Friday, December 15, 2006
Confession v 2.0
No one said I had to. Not my spiritual director, or my parish priest. Not my mother or father or friends. Not my UU minister or my husband.
But God did. God planted the idea of confession inside me and let it sit in the dry soil of my heart until baptism must have watered it enough to grow.
This time it wasn't as scary. I had my list scratched out in a little notebook (an oddly whimsical one I bought for the first confession last summer.) My biggest fear was that I didn't have enough stuff to confess. I was concerned about whether I was diligent enough in my preparation.
The smell of old incense hung in the air of the Lady Chapel. The chairs squeaked as I knelt to pray.
"Open my heart, oh Lord. Let me be fearless and humble. Let me be truthful and complete. Create in me a clean heart, oh Lord."

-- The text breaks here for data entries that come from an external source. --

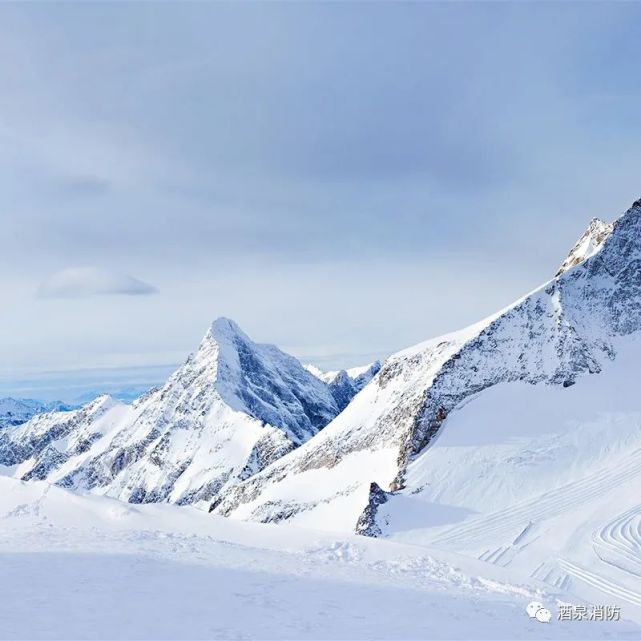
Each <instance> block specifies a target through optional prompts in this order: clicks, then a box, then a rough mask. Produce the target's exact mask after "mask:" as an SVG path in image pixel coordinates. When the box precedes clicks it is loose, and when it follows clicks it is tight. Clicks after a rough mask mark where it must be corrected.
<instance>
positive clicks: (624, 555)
mask: <svg viewBox="0 0 641 641" xmlns="http://www.w3.org/2000/svg"><path fill="white" fill-rule="evenodd" d="M592 541H593V544H594V550H595V552H596V553H597V556H598V557H599V558H600V559H601V560H602V561H603V562H604V563H608V564H610V565H613V566H615V567H617V568H619V569H621V570H624V571H625V572H628V573H630V574H633V575H636V576H641V505H637V506H635V507H633V508H632V509H630V510H628V511H627V512H623V513H622V514H620V515H619V516H617V517H616V518H615V519H613V520H612V521H610V522H609V523H608V524H607V525H605V526H604V527H602V528H601V529H600V530H597V531H596V532H595V533H594V535H593V537H592Z"/></svg>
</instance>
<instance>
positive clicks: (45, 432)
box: [0, 318, 339, 504]
mask: <svg viewBox="0 0 641 641" xmlns="http://www.w3.org/2000/svg"><path fill="white" fill-rule="evenodd" d="M338 411H339V409H338V407H337V405H336V402H335V400H334V397H333V396H332V393H331V391H330V389H329V386H328V385H327V384H326V383H324V382H322V381H320V380H319V379H318V378H316V377H315V376H313V375H312V374H310V373H309V372H308V371H307V370H305V369H304V368H303V366H302V365H301V364H300V363H299V362H298V361H297V360H296V359H295V358H293V357H292V356H289V355H287V354H285V353H284V352H282V351H280V350H279V349H278V348H276V347H274V346H273V345H259V344H256V343H254V342H253V341H251V340H250V339H249V337H247V336H246V335H245V334H244V333H243V332H242V331H241V330H240V328H239V327H238V326H237V325H236V324H235V323H234V322H233V321H230V320H228V319H225V318H221V319H218V320H217V321H215V322H214V323H213V324H212V326H211V328H210V329H209V331H208V332H207V334H206V335H205V337H204V339H203V341H202V343H201V344H200V346H199V347H198V349H197V350H196V352H194V353H193V354H192V355H191V356H189V358H188V359H187V360H186V361H185V363H184V364H183V365H182V367H180V368H179V369H178V370H177V371H176V372H175V373H174V374H173V375H172V376H171V377H170V378H169V380H168V381H167V382H166V383H165V385H164V386H163V387H161V388H159V389H155V390H152V391H150V392H149V393H147V394H146V395H145V396H143V397H141V398H140V399H138V400H137V401H136V402H135V403H134V404H133V405H126V404H124V403H120V402H118V401H115V400H113V399H111V398H110V397H108V396H103V397H99V398H98V399H96V400H95V401H93V402H91V403H89V404H88V405H86V406H84V407H82V408H81V409H78V410H75V411H72V412H67V413H50V414H44V415H40V416H37V417H35V418H33V419H32V420H30V421H29V422H27V423H24V424H23V425H20V426H18V427H13V428H6V429H5V430H3V431H2V433H0V465H2V466H5V470H6V471H7V472H8V473H10V474H12V475H13V476H16V477H17V478H22V479H40V480H47V481H50V482H53V483H57V484H59V485H61V486H64V487H67V488H71V489H82V490H92V491H94V492H96V493H101V494H107V495H110V496H114V497H117V498H120V499H123V500H126V501H129V502H133V503H147V502H160V501H169V502H174V503H180V504H183V503H196V502H199V501H211V500H212V499H214V498H215V497H217V496H218V494H219V493H220V492H222V491H223V490H224V489H226V488H229V487H231V486H232V485H233V484H235V483H237V482H239V481H241V480H243V479H246V478H248V477H249V476H251V475H252V474H254V473H256V472H258V471H260V470H261V469H263V468H264V467H265V466H267V465H268V464H269V463H271V462H273V461H274V460H276V459H277V458H279V457H281V456H282V455H283V454H285V453H287V452H289V451H291V450H292V449H294V448H296V447H297V446H299V445H300V444H302V443H304V442H305V441H307V440H308V439H310V438H311V437H312V436H314V435H315V434H316V433H317V432H318V431H319V430H321V429H322V428H323V427H324V426H325V425H326V424H327V423H329V422H330V421H331V419H332V418H334V417H335V416H336V415H337V413H338Z"/></svg>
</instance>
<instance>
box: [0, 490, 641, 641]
mask: <svg viewBox="0 0 641 641" xmlns="http://www.w3.org/2000/svg"><path fill="white" fill-rule="evenodd" d="M0 529H1V531H2V537H1V539H0V555H1V561H2V578H3V585H4V586H5V587H6V589H5V590H4V591H3V595H2V599H0V619H1V620H2V625H1V626H0V639H153V640H157V639H297V640H298V639H470V638H484V639H513V638H515V637H518V638H520V639H539V638H542V637H544V638H548V639H587V638H590V639H596V638H616V639H624V638H625V639H628V638H629V639H635V638H637V639H638V638H639V634H640V633H641V629H640V628H639V626H638V624H635V623H633V622H631V621H620V622H608V621H604V622H601V623H592V624H585V625H581V624H577V623H576V622H572V621H569V622H567V621H566V622H562V621H557V620H556V611H557V607H558V604H559V602H561V601H563V602H570V603H576V604H582V603H584V602H583V601H581V600H579V599H578V598H577V597H576V596H574V595H572V594H571V593H568V591H566V590H561V589H558V588H548V587H546V586H545V585H544V584H543V583H542V582H541V581H538V580H536V579H529V580H527V581H523V580H522V579H523V577H519V576H518V575H517V574H516V573H514V572H510V571H508V570H505V569H503V568H501V567H498V566H494V565H489V564H486V563H482V562H480V561H478V560H475V559H466V558H464V557H460V556H458V555H455V554H452V553H447V552H445V553H441V552H439V551H438V550H433V549H426V548H421V547H417V546H408V545H403V544H399V543H395V542H388V541H383V540H377V539H367V538H364V537H357V536H354V535H346V536H343V537H336V536H335V535H331V534H326V533H322V532H313V531H296V530H295V529H294V528H282V527H278V526H271V525H260V524H255V523H239V522H237V521H233V520H231V519H222V518H216V517H213V516H211V515H208V514H206V513H204V512H202V511H201V510H196V509H193V508H190V507H182V508H178V507H176V506H173V505H135V506H134V505H126V504H123V503H121V502H119V501H116V500H113V499H109V498H106V497H98V496H78V495H76V494H71V493H69V492H66V491H65V490H63V489H61V488H57V487H55V486H50V485H48V484H46V483H43V482H31V483H23V482H20V481H17V480H14V479H9V478H0ZM531 600H537V601H541V602H543V603H545V604H546V605H547V606H548V607H549V608H550V609H551V610H552V611H553V613H554V615H555V618H554V619H553V620H552V622H551V623H549V624H542V623H539V622H538V621H536V620H535V619H530V618H528V616H527V615H526V612H525V607H526V605H527V604H528V602H529V601H531ZM624 618H627V617H625V611H624Z"/></svg>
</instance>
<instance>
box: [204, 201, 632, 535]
mask: <svg viewBox="0 0 641 641" xmlns="http://www.w3.org/2000/svg"><path fill="white" fill-rule="evenodd" d="M639 329H641V201H637V202H635V203H634V205H633V206H632V207H631V208H630V209H629V210H628V211H627V212H626V213H625V214H624V215H623V216H621V217H620V218H619V219H618V220H617V221H615V222H614V223H613V224H612V225H606V224H605V223H602V222H600V221H596V220H595V221H592V223H591V224H590V227H589V228H588V230H587V231H586V232H585V234H584V235H583V236H582V237H581V238H580V239H579V241H578V242H577V244H576V246H575V247H574V248H573V249H572V251H571V252H570V255H569V256H568V258H567V259H566V261H564V263H563V266H562V268H561V269H560V270H559V272H558V273H557V275H556V276H555V277H554V278H553V279H552V280H550V281H549V282H547V283H545V284H544V285H543V286H541V287H539V288H538V289H536V290H535V291H533V292H532V293H530V294H528V295H527V296H525V297H523V298H522V299H520V300H518V301H516V302H515V303H514V304H512V305H510V306H509V307H507V308H506V309H504V310H501V311H500V312H498V313H496V314H495V315H493V316H491V317H489V318H487V319H485V320H483V321H481V322H480V323H478V324H476V325H474V326H472V327H469V328H466V329H464V330H462V331H459V332H455V333H453V334H449V335H446V336H442V337H439V338H436V339H433V340H430V341H427V342H425V343H422V344H420V345H417V346H415V347H412V348H410V349H407V350H404V351H402V352H399V353H398V354H395V355H393V356H392V357H390V358H389V359H388V360H387V361H386V362H385V363H384V364H383V366H382V368H381V369H380V371H379V372H378V374H377V375H376V376H375V377H374V378H373V379H372V381H371V382H370V383H369V384H368V385H367V386H366V387H365V388H364V389H363V390H362V391H361V393H360V394H358V395H357V396H356V397H355V398H354V400H353V401H352V403H350V404H349V406H348V407H347V408H346V409H345V410H344V411H343V412H342V413H341V414H339V415H338V416H337V417H336V419H334V421H332V423H330V424H329V425H328V426H327V427H326V428H325V429H324V430H323V431H322V432H321V433H320V434H318V435H317V436H316V437H314V438H313V439H312V440H311V441H309V442H308V443H306V444H305V445H303V446H302V447H301V448H299V449H297V450H296V451H295V452H291V453H290V454H288V455H287V456H285V457H283V458H282V459H280V460H278V461H276V462H275V463H273V464H272V465H270V466H269V467H268V468H266V469H265V470H263V471H262V472H261V473H259V474H257V475H255V476H253V477H252V478H250V479H248V480H247V481H245V482H244V483H241V484H239V485H238V486H236V487H235V488H233V489H232V490H231V491H230V492H228V493H227V494H226V495H225V496H224V497H223V500H222V501H220V502H217V504H215V505H214V510H215V512H216V513H219V514H224V515H228V516H233V517H235V518H242V519H251V520H257V521H271V522H278V521H283V520H287V521H289V522H292V523H297V524H302V525H305V526H311V527H321V528H328V529H336V530H354V529H356V531H358V532H360V533H363V534H370V535H377V534H381V533H383V534H385V533H390V532H393V531H398V530H399V529H400V530H411V529H412V519H413V518H414V517H415V512H416V511H417V508H416V504H413V505H414V507H413V508H412V509H409V510H407V511H406V510H405V509H404V508H403V507H401V506H402V505H405V506H407V502H408V501H409V500H410V498H409V497H415V498H416V497H419V496H421V494H422V493H423V494H425V496H427V497H428V499H429V500H428V502H431V503H430V504H429V505H425V506H424V509H425V510H426V511H427V514H430V513H432V512H435V513H439V512H441V513H442V512H443V510H442V509H441V508H444V510H445V511H446V512H447V510H450V517H451V515H452V514H455V515H458V517H457V518H464V516H465V515H466V514H469V512H470V510H474V509H475V506H474V505H472V504H471V503H470V499H469V497H472V496H474V497H476V501H477V503H478V504H479V505H481V507H483V509H485V508H487V509H490V508H491V504H492V502H493V499H496V501H495V502H494V506H497V505H505V503H506V501H508V499H510V500H517V499H522V498H524V497H525V496H526V495H527V494H528V493H529V494H530V495H531V496H534V495H536V492H537V491H541V492H542V491H544V490H545V489H546V483H548V484H549V485H550V486H551V487H554V483H555V482H557V481H559V479H563V480H565V481H568V482H569V481H570V480H571V479H572V474H569V475H565V476H564V475H563V474H562V473H561V471H563V470H567V469H571V470H573V471H574V472H575V473H576V474H577V475H579V476H580V475H585V474H589V473H592V471H593V470H598V469H600V468H601V467H604V466H606V467H607V465H608V464H611V461H612V459H607V458H606V457H605V454H601V455H599V454H595V453H594V451H592V453H591V454H590V453H589V452H588V450H586V449H585V448H584V447H583V446H582V445H581V446H576V443H577V441H578V439H579V438H580V434H579V431H576V430H578V427H577V426H578V425H579V424H581V423H580V420H586V417H585V416H580V415H576V411H575V410H576V407H577V400H576V399H577V398H580V397H581V393H582V392H581V390H585V392H584V393H586V394H590V395H594V394H595V393H597V394H598V389H599V382H600V381H601V382H602V383H603V385H604V388H603V389H604V391H605V390H606V389H607V390H608V393H609V394H610V398H611V399H612V394H613V393H614V400H615V402H614V405H616V400H617V399H616V390H617V387H616V386H614V387H610V388H608V387H607V384H606V383H607V381H608V380H614V379H613V378H612V377H610V378H608V377H607V376H606V375H605V374H600V373H601V372H602V371H605V372H606V374H608V372H610V370H611V368H612V367H613V366H614V365H618V364H619V363H620V362H623V358H624V357H625V355H626V354H627V353H630V352H631V351H633V350H634V338H635V334H637V332H638V331H639ZM630 341H632V344H631V343H630ZM626 362H627V361H626ZM626 371H627V377H628V378H630V377H633V376H637V373H636V371H635V369H630V367H629V366H628V369H627V370H626ZM591 374H595V375H597V374H598V375H599V377H600V378H599V377H595V380H596V383H595V384H594V385H587V380H586V379H587V377H588V375H591ZM608 376H609V374H608ZM618 376H619V378H621V376H623V377H624V378H625V375H622V374H618ZM617 380H618V379H617ZM632 380H634V379H632ZM524 384H527V388H528V389H532V390H533V393H535V394H536V396H537V397H539V398H540V399H541V403H546V402H547V400H548V396H546V394H547V393H548V392H547V391H546V390H550V389H553V390H555V393H556V394H559V395H561V397H560V398H561V399H562V402H567V403H571V404H572V407H573V408H574V410H573V411H575V413H574V414H573V413H572V411H570V407H569V406H568V408H567V412H568V413H566V414H563V416H564V417H565V418H564V421H565V422H564V423H563V425H564V426H565V427H564V428H563V429H566V428H567V429H570V427H568V426H574V427H573V428H571V429H575V428H576V429H575V431H572V432H571V434H570V435H569V436H568V435H567V434H566V435H565V436H564V437H562V438H561V437H558V438H557V441H558V442H564V443H567V444H568V447H569V444H571V443H574V445H575V446H576V447H575V448H574V450H573V453H572V456H570V457H569V458H567V459H566V458H563V457H559V458H558V460H555V452H554V449H553V448H552V449H551V450H550V449H549V448H548V450H546V451H542V452H541V451H538V450H537V449H536V448H534V444H535V443H536V440H537V436H538V435H539V433H545V432H546V431H553V430H550V428H551V427H557V426H556V425H554V426H549V425H546V424H545V423H543V424H539V423H536V422H535V423H534V425H533V424H532V423H531V422H528V425H529V426H530V427H532V429H534V430H535V431H534V433H531V434H529V435H528V439H525V440H523V434H522V433H521V432H519V423H520V422H521V420H522V419H521V417H520V416H519V413H518V408H517V407H515V405H514V404H509V405H508V406H509V407H513V408H515V409H514V415H513V416H511V417H510V418H507V417H506V412H505V410H504V409H502V407H505V403H507V401H504V405H503V406H497V407H496V409H495V414H496V416H497V423H496V424H492V423H491V421H489V422H488V421H478V422H477V423H473V425H472V427H468V431H470V430H471V433H473V434H476V439H477V440H479V439H480V442H486V440H487V439H489V440H490V441H491V439H492V438H493V436H492V435H493V434H496V433H501V434H503V435H504V438H505V439H507V440H510V439H512V440H519V439H521V441H522V442H527V443H528V446H527V447H524V448H523V450H521V449H519V448H514V447H513V448H512V449H511V450H509V451H510V452H511V453H512V454H513V455H514V456H515V457H516V460H517V461H520V463H518V462H517V463H514V465H513V468H510V469H511V470H512V473H513V474H514V478H515V479H516V478H519V475H520V476H521V477H525V478H527V479H528V482H524V481H523V479H521V481H520V482H519V483H518V486H519V488H521V489H520V491H521V492H522V494H521V495H519V494H518V493H517V495H516V496H510V495H509V492H508V491H506V490H505V487H504V486H505V484H508V485H509V484H511V483H513V482H516V481H515V480H514V479H512V478H510V477H509V475H508V476H507V477H506V476H505V475H503V472H502V465H503V457H504V455H505V450H504V449H502V448H501V447H496V448H493V449H492V451H491V452H490V451H489V450H488V451H487V452H486V459H485V460H486V465H485V466H484V467H482V468H478V467H476V468H475V467H470V466H469V465H468V463H469V460H468V459H467V458H466V457H465V456H463V455H462V452H464V451H465V450H464V449H463V448H459V450H458V454H457V456H455V457H453V456H451V450H450V451H449V452H448V456H449V458H447V457H444V458H443V459H442V461H441V462H440V463H439V464H438V465H437V464H436V462H435V461H434V458H435V455H434V454H433V453H434V452H438V451H439V450H438V448H439V443H440V441H441V439H443V440H445V441H446V440H447V436H448V434H449V432H448V430H449V426H450V425H456V423H457V420H458V418H457V417H458V416H460V415H461V413H462V412H463V411H465V408H466V407H467V405H468V404H469V405H470V408H471V407H473V406H474V404H475V403H478V402H480V400H477V399H485V398H488V397H489V396H491V395H493V390H491V389H490V388H497V387H499V386H500V387H501V389H502V388H503V387H508V388H509V390H512V389H513V388H514V386H519V385H521V386H522V385H524ZM575 384H576V386H575ZM511 393H512V392H511V391H510V392H509V393H508V395H510V394H511ZM499 398H503V397H499ZM621 404H622V405H621V407H619V410H620V411H621V412H623V411H624V410H629V412H631V413H628V414H626V416H627V418H626V419H621V420H624V422H625V424H626V425H627V427H626V428H625V429H622V430H621V432H620V433H617V432H616V430H611V429H610V430H605V431H601V432H599V430H593V431H592V432H590V434H591V437H592V438H597V437H598V436H597V435H599V434H600V437H603V436H605V435H608V437H610V438H611V437H613V436H616V437H617V438H621V439H622V440H621V441H617V442H616V443H614V442H613V443H611V444H610V446H609V448H605V450H607V451H609V452H610V453H612V452H613V451H617V452H618V451H621V450H622V449H623V450H624V449H625V447H626V446H630V444H634V443H637V440H635V439H637V437H638V434H636V432H635V426H638V424H639V423H638V422H635V420H634V418H633V417H634V416H635V412H636V411H637V410H639V411H641V401H637V399H636V397H635V395H633V394H628V395H627V396H625V398H623V397H622V398H621ZM537 406H538V405H537V402H536V401H530V405H529V407H537ZM585 407H588V404H585ZM589 407H591V408H592V409H593V412H594V415H590V417H589V418H590V420H594V421H598V420H599V416H601V414H600V413H599V411H598V410H597V409H595V407H596V406H595V405H594V404H592V405H589ZM467 416H468V418H469V420H471V421H474V418H473V417H474V414H473V413H472V412H471V409H470V412H468V414H467ZM484 416H487V412H486V414H485V415H484ZM561 427H562V426H560V427H559V429H561ZM636 429H637V431H638V427H636ZM586 433H587V432H586ZM559 439H560V440H559ZM626 439H627V440H626ZM472 443H473V442H472ZM626 444H627V445H626ZM548 445H549V446H550V447H552V446H551V445H550V443H548ZM638 446H641V438H640V439H639V440H638ZM528 448H529V450H528ZM472 449H473V448H472ZM605 450H603V448H602V449H601V450H599V451H605ZM528 451H529V452H530V453H531V456H533V457H534V458H537V457H540V458H542V459H543V460H548V461H549V467H550V469H555V470H556V473H553V474H550V475H548V477H547V481H546V480H545V479H537V477H536V476H532V477H529V476H528V474H529V473H530V471H531V469H530V467H529V466H528V456H529V454H528ZM586 452H587V453H586ZM444 456H445V455H444ZM467 456H472V454H469V452H468V453H467ZM428 460H429V461H430V462H429V463H427V462H426V461H428ZM519 465H520V468H519ZM430 466H432V467H430ZM568 466H569V468H568ZM436 469H438V470H439V473H438V474H433V473H432V470H436ZM418 470H420V473H419V472H418ZM519 470H520V472H519ZM640 478H641V477H640ZM538 480H541V482H540V483H539V484H538V485H537V481H538ZM455 487H458V488H459V490H458V492H459V494H458V495H457V493H456V492H454V491H452V492H451V493H450V491H449V489H448V488H455ZM463 487H467V488H468V489H469V488H474V487H476V488H477V491H475V492H474V491H470V492H469V493H468V494H467V496H468V499H467V500H463V499H461V497H462V496H463V495H465V493H466V492H465V491H463V490H462V489H460V488H463ZM457 497H458V498H457ZM441 498H443V501H442V503H443V505H441V504H440V503H439V501H440V499H441ZM497 502H498V503H497ZM434 504H436V507H434ZM381 506H385V507H381ZM390 506H392V507H393V506H396V507H395V508H394V509H392V507H390ZM431 511H432V512H431ZM418 512H419V513H420V514H423V517H422V518H423V522H424V519H425V513H424V512H422V511H421V509H418ZM448 518H449V517H448ZM524 526H527V523H525V524H524ZM516 534H517V535H518V532H517V533H516Z"/></svg>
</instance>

We used the Anglican version of the prayerbook, which is unabashedly traditional in it's language. "Forgive me Father, for I have sinned." I hadn't noticed before that the Episcopal Book of Common Prayer leaves 'Father' out. With apologies to all the women priests out there, I must confess that I like saying that line. "Father" in this case, means both my confessor, and God. If I ever confess to a woman, I might have to say "Forgive me, mother and Father..."
I had a harder time identifying sins this time around. It is a subtle thing, teasing apart what is sin versus temptation. And when does temptation give way to sin? There were a few things I was certain of, mostly because I got a sick little feeling inside when I thought of them. But some were subtle, so at the end of the confession, Fr. P spoke about how to understand what a sin actually is. The questions he asked while I confessed also offered clues for next time.
It is not surprising, I suppose, that the motherload of my sins have to do with the way I treat my husband and children. In the future, whenever I commit the sin of spiritual pride, I need only reflect on breakfast this morning, or getting ready for church last week, to be quickly brought back to my senses. Now that I have gone to confession a couple of times, my husband jokes when I act badly: "Better write that one down for the next confession!" Brat.
We used a different confessional box than last time, but the step was just as hard on my knees. I could barely walk afterwards. This time there was a crucifix attached right to the screen separating me from Fr. P. As my pain geared up, I leaned my head against the wood and reached up to touch the figure of Christ. It is like that in life, too, isn't it? That in the midst of pain, we reach for him who holds all of our pain within Himself.
So it was that a couple of days before the beginning of Advent, I spoke my sins. I felt safe. And was relieved when Fr. P pronounced it a humble offering. In the years or decades to come, he said, you may come to understand the nature of sin more clearly.
After absolution, I went back to the pews to say a psalm of thanksgiving. Then I left the church and walked down the street towards my car a few blocks away, weeping for joy.